Marcel was their only regular visitor. He arrived every so often laden with bags of groceries from the market, food for the dogs, the cat, and the parrot, who always greeted him with an enthusiastic “Hello, handsome!” He also brought CDs of classical music for his mother, videos to entertain them, and newspapers and magazines that neither Victor nor Roser read, because they found the outside world exhausting. Marcel tried to be discreet, taking his shoes off in the doorway so as not to make noise, but he was a big man, and his looming presence and feigned cheerfulness made the house seem small. His parents missed him if he didn’t come to see them for a day, and when he was with them, he left them with their heads in a whirl. Their neighbor Meche also came to quietly leave food on the porch and ask if they needed anything. She stayed only a few moments, understanding that the most precious thing the Dalmaus had was the time they spent together, the time to say goodbye.

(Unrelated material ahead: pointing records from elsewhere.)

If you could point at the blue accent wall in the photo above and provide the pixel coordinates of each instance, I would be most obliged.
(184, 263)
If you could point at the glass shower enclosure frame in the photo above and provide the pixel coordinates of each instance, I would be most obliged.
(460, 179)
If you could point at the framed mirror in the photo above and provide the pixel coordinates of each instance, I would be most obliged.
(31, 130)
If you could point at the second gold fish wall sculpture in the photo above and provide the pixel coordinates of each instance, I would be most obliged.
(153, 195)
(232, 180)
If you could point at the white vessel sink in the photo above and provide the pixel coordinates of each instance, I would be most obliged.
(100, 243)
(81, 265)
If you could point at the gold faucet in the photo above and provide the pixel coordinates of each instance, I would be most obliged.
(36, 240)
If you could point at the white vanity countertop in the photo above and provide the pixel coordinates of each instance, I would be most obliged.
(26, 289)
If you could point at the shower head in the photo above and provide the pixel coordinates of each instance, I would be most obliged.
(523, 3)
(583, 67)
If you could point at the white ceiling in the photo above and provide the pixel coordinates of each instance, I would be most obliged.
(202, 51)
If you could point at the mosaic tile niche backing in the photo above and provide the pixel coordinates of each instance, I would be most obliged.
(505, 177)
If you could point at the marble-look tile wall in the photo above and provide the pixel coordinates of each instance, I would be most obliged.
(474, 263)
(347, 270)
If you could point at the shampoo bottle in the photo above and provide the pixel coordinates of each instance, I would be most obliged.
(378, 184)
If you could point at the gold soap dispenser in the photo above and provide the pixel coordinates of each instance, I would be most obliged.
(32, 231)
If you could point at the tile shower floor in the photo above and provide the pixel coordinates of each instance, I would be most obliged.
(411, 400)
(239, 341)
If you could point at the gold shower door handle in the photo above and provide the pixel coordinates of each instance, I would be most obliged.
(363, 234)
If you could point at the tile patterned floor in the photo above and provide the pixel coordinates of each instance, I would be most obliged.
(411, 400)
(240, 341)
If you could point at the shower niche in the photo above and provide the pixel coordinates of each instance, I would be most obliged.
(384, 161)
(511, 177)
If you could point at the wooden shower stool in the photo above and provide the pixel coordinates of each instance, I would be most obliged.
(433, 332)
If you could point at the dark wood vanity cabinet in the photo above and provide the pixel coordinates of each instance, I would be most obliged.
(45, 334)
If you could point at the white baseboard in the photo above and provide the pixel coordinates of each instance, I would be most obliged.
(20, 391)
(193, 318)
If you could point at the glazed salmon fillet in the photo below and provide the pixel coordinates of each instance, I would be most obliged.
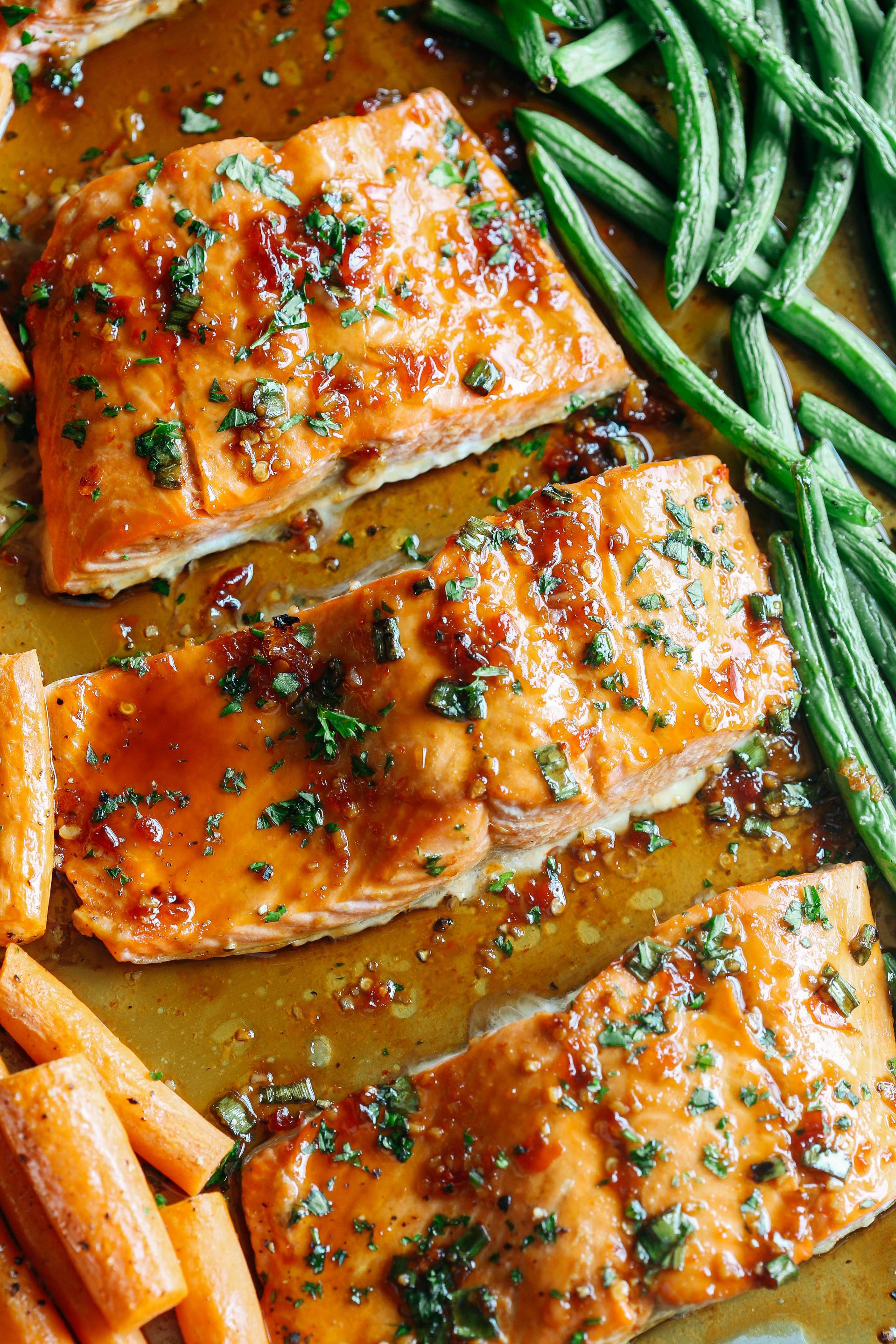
(62, 31)
(224, 334)
(714, 1109)
(555, 665)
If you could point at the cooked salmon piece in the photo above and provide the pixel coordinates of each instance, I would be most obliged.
(233, 330)
(62, 31)
(555, 665)
(715, 1108)
(26, 800)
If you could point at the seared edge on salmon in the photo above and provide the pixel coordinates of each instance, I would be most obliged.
(233, 330)
(554, 666)
(714, 1108)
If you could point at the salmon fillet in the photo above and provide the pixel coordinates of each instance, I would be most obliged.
(62, 31)
(553, 666)
(26, 800)
(714, 1109)
(210, 349)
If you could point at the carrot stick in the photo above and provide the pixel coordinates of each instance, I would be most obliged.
(48, 1256)
(26, 795)
(49, 1022)
(28, 1316)
(76, 1154)
(221, 1305)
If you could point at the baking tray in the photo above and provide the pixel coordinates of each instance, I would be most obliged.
(209, 1026)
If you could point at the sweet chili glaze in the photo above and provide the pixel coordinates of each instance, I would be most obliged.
(676, 1137)
(61, 31)
(554, 665)
(339, 306)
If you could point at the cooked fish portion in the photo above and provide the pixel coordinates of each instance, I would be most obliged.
(26, 800)
(553, 666)
(66, 30)
(236, 329)
(715, 1108)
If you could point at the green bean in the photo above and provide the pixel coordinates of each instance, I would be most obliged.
(595, 11)
(603, 50)
(530, 43)
(857, 442)
(601, 174)
(698, 196)
(658, 349)
(860, 682)
(835, 174)
(812, 106)
(880, 139)
(759, 369)
(730, 109)
(878, 627)
(882, 193)
(565, 13)
(874, 562)
(754, 210)
(805, 53)
(774, 497)
(868, 25)
(832, 336)
(598, 97)
(840, 745)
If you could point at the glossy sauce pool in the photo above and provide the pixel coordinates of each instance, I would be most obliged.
(348, 1014)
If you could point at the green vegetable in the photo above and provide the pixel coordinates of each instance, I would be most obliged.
(289, 1093)
(839, 744)
(600, 97)
(647, 959)
(603, 50)
(835, 173)
(754, 209)
(730, 109)
(880, 93)
(652, 343)
(660, 1241)
(565, 13)
(875, 452)
(387, 640)
(483, 377)
(160, 447)
(234, 1114)
(626, 191)
(759, 370)
(528, 43)
(878, 627)
(695, 213)
(861, 685)
(813, 108)
(554, 765)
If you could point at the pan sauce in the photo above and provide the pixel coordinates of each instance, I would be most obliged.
(335, 1010)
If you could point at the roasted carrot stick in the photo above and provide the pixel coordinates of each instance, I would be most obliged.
(28, 1316)
(49, 1022)
(76, 1154)
(48, 1256)
(26, 793)
(221, 1305)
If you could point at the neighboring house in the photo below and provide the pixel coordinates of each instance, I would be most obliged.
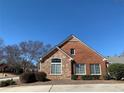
(115, 59)
(72, 57)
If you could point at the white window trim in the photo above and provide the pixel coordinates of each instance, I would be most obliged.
(55, 63)
(84, 69)
(74, 51)
(100, 70)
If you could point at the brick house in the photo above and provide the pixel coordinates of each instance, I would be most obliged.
(72, 57)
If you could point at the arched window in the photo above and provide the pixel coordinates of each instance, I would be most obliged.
(56, 66)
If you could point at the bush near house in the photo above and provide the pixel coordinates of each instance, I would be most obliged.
(90, 77)
(74, 77)
(30, 77)
(116, 71)
(86, 77)
(7, 83)
(107, 77)
(40, 76)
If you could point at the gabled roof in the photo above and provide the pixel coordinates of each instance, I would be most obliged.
(116, 59)
(73, 36)
(53, 49)
(66, 40)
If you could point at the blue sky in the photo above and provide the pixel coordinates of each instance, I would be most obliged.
(98, 23)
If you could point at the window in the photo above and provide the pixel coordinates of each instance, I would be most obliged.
(72, 51)
(95, 69)
(56, 66)
(80, 69)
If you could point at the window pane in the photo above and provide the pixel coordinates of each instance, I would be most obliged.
(53, 68)
(56, 60)
(92, 69)
(56, 66)
(77, 68)
(72, 51)
(58, 69)
(95, 69)
(80, 69)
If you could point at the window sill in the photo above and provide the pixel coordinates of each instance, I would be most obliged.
(95, 74)
(80, 74)
(55, 74)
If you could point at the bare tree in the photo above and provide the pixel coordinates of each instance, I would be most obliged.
(1, 49)
(33, 50)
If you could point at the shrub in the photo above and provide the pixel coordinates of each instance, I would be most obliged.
(7, 83)
(40, 76)
(30, 77)
(116, 71)
(107, 77)
(74, 77)
(27, 77)
(90, 77)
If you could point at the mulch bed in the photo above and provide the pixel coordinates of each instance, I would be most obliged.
(73, 82)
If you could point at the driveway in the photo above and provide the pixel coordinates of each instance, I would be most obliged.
(14, 78)
(67, 88)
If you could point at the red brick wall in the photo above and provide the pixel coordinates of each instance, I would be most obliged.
(85, 55)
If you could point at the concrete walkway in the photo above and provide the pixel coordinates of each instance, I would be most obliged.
(14, 78)
(67, 88)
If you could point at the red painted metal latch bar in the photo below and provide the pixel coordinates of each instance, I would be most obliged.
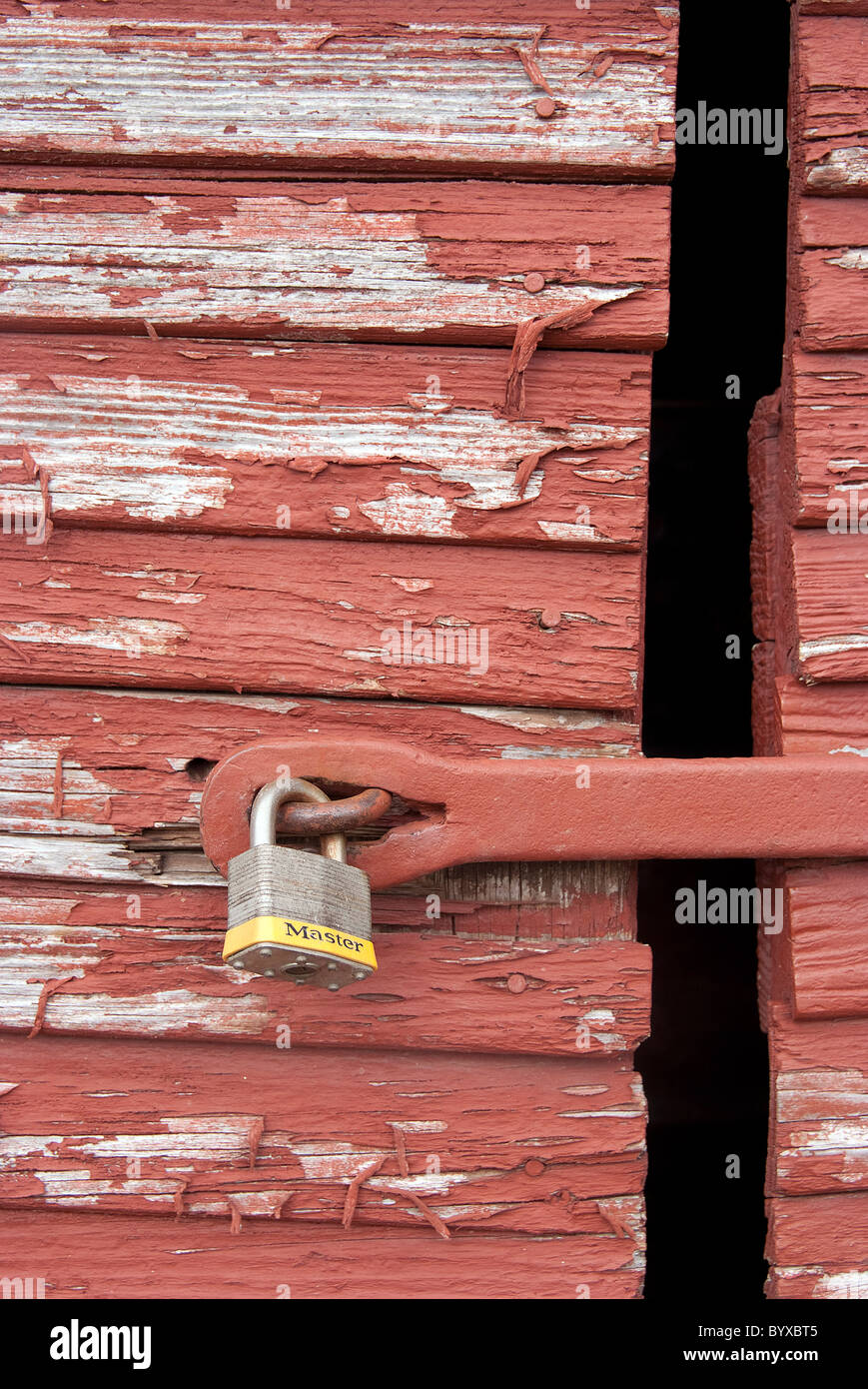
(476, 808)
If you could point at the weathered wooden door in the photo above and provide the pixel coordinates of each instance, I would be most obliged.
(810, 583)
(270, 463)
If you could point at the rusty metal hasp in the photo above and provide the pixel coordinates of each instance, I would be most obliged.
(476, 808)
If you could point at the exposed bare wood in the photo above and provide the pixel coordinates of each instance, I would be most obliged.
(825, 451)
(818, 1140)
(828, 928)
(324, 441)
(93, 1257)
(434, 992)
(305, 617)
(508, 1145)
(395, 96)
(829, 277)
(401, 262)
(828, 107)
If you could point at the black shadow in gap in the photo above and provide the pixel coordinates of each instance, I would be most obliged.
(704, 1067)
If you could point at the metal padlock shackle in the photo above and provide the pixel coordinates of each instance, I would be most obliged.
(267, 803)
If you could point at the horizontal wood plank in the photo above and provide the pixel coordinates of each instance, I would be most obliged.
(822, 718)
(818, 1229)
(831, 605)
(818, 1139)
(828, 929)
(104, 786)
(829, 281)
(497, 1145)
(323, 442)
(110, 1257)
(829, 104)
(395, 95)
(298, 616)
(450, 263)
(832, 7)
(817, 1284)
(434, 992)
(825, 417)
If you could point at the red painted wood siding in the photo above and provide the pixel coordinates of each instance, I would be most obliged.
(260, 392)
(811, 676)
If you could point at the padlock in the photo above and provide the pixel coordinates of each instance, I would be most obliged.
(294, 914)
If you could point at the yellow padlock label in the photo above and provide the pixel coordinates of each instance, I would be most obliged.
(282, 930)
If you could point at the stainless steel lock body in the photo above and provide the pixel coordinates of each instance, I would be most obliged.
(294, 914)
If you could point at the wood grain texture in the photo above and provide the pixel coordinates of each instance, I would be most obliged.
(810, 587)
(831, 605)
(395, 96)
(828, 104)
(303, 617)
(828, 930)
(825, 428)
(104, 786)
(324, 441)
(401, 262)
(821, 718)
(434, 992)
(493, 1145)
(820, 1245)
(116, 1257)
(829, 274)
(818, 1133)
(832, 7)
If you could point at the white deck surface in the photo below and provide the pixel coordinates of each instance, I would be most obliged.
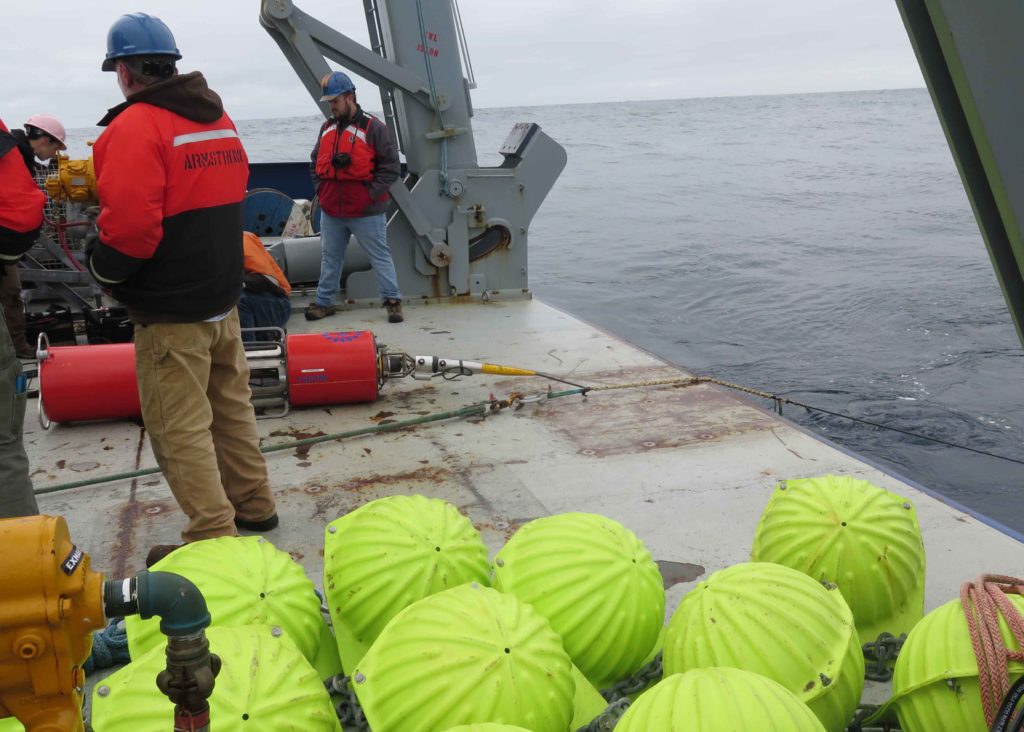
(689, 470)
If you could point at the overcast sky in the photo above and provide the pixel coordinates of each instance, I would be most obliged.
(524, 52)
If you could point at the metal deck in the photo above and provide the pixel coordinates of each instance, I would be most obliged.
(689, 470)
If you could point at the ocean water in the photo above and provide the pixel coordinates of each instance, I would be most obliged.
(817, 246)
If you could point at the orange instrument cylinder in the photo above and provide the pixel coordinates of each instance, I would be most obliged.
(52, 602)
(79, 383)
(332, 368)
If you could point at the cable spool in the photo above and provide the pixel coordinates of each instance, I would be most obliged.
(337, 368)
(466, 655)
(776, 621)
(80, 383)
(386, 555)
(854, 534)
(596, 583)
(264, 684)
(719, 698)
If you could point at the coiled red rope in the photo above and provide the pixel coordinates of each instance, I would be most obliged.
(983, 601)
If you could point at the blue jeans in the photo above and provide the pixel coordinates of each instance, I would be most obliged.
(262, 310)
(371, 232)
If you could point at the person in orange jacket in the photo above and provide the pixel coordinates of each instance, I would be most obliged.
(20, 218)
(265, 291)
(171, 174)
(43, 136)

The day came when, sitting side by side on the wicker chair on the porch, with the cat on her lap, dogs at their feet, and a view of the golden hills and blue sky of evening, Roser asked her husband to please let her go, because she was very weary. “Don’t take me to the hospital for any reason. I want to die in our bed, holding your hand.” Defeated at last, Victor had to accept his own powerlessness. He couldn’t save her, and he couldn’t imagine life without her. He realized in horror that the half century they had spent together had galloped by. Where had the days and years gone? The future without her was the huge empty room without doors and windows that appeared in his nightmares. He dreamed he was escaping from war, blood, and shattered bodies. He ran and ran through the night until suddenly he found himself in that sealed room where he was safe from everything but himself. The energy and enthusiasm of the previous months when he thought age could not touch him drained from his bones. The woman beside him also grew old in a few minutes. Moments earlier she was still as he had always seen her and as he remembered her in her absence: the twenty-two-year-old with a newborn babe in her arms, the woman who married him without love but loved him more than anyone else in the world, his lifelong companion. With her he had lived everything that was worth living. The proximity of death made the intensity of his love as unbearable as an acid burn. He wanted to shake her, shout at her not to go, they still had years ahead of them to love each other more than ever, to be together and not be apart a single day: Please, please, Roser, don’t leave me. And yet he said none of this to her, because he would have had to be blind not to see Death in the garden, waiting for his wife with the patience of a specter.



There was a chill breeze, and Victor had wrapped Roser in two blankets that came up to her nostrils. Only a skeletal hand poked out of the bundle, gripping him with more strength than she seemed capable of. “I’m not afraid of dying, Victor. I’m happy: I want to know what comes next. You shouldn’t be afraid either, because I’ll always be with you in this life and in others. It’s our karma.” Victor began to weep like a baby, in despairing sobs. Roser let him cry until he ran out of tears and resigned himself to what she had accepted months earlier. “I’m not going to let you suffer anymore,” was all Victor could offer her. As she did every night, she nestled in the crook of his arm and let herself be rocked and lulled to sleep. It was dark already. Victor lifted off the cat, picked up Roser carefully so as not to wake her, and carried her to bed. She weighed almost nothing. The dogs followed him.